(Bloomberg) — Conergy, the closely held solar developer
majority backed by Kawa Capital Management, expects to install
about 450 megawatts of projects this year, part of a pipeline
that may grow to 4 gigawatts.
The Hamburg-based company, which develops rooftop and
ground-mounted systems in more than a dozen countries, installed
about 300 megawatts last year, Chief Executive Officer Andrew de Pass said Monday in a telephone interview. That generated
revenue of more than half a billion dollars and helped the
company turn a profit.
Conergy is seeking to expand in the U.S., where
residential- and commercial-scale demand is the fastest growing
market segment, said de Pass, who founded Citigroup Inc.’s
Sustainable Development Investments platform before joining
Conergy. He sees the company competing with renewable-energy
developers including SunEdison Inc., which last year deployed
more than 1 gigawatt of solar systems.
“While we’re obviously not the same size as SunEdison, our
objective is to be one of the top-five largest developers in the
U.S. in 2015,” de Pass said. “Because the costs have collapsed
over 80 percent over the last five years, it’s really
approaching grid parity in country after country and state after
Kawa, which manages about $600 million, in 2013 bought the
downstream segments of Conergy, whose parent company filed for
insolvency. Conergy no longer manufactures solar components,
which gives the company added flexibility, de Pass said.

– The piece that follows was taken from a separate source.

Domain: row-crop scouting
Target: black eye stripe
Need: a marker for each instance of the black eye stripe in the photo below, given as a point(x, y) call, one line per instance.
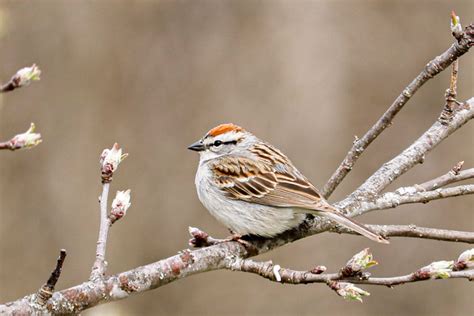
point(218, 143)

“We’re equipment agnostic,” he said. “If you’re
manufacturing, you’re going to have a bias toward that
equipment, and it may not make the most economic sense. I can
pick and choose the best product for my specific application.”

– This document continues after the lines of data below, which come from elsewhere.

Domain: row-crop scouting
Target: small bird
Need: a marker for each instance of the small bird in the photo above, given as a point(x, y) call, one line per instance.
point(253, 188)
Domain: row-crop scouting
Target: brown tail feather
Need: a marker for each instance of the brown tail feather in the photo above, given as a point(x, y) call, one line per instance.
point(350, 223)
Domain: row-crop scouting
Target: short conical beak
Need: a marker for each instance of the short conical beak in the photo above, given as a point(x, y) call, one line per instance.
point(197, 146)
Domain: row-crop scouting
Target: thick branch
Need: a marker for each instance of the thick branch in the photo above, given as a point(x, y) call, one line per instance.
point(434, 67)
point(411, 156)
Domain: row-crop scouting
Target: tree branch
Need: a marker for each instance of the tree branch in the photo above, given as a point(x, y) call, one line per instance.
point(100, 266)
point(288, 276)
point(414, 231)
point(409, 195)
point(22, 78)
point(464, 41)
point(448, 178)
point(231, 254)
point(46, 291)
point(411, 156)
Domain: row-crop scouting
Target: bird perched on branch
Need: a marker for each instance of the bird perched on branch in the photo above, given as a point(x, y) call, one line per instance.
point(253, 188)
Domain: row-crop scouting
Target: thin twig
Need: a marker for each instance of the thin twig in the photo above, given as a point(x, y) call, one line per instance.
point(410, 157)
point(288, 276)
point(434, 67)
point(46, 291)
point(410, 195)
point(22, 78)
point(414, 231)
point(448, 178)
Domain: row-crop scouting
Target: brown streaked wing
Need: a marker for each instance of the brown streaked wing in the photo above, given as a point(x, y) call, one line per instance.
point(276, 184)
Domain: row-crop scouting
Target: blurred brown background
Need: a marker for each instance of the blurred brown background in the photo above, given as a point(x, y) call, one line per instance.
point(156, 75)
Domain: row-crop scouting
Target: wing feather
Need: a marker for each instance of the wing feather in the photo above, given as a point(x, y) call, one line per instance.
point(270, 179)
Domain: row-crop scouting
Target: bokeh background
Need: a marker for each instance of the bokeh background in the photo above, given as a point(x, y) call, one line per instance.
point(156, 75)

Solar demand in the U.S. this year may reach almost 9
gigawatts as it exceeds 58 gigawatts globally, according to data
compiled by Bloomberg New Energy Finance.
Conergy’s pursuit of a downstream-only business model isn’t
surprising after an overcapacity of panels pushed down equipment
prices and squeezed margins, said Jacqueline Lilinshtein, a New
York-based analyst with Bloomberg New Energy Finance.
“With a healthy balance sheet and cash on hand, Conergy’s
development wing can take advantage of strong solar demand in
the U.S.,” Lilinshtein said. “Even after some federal
subsidies expire in 2016, Conergy can rely on a healthy small-scale market in the residential and commercial space.”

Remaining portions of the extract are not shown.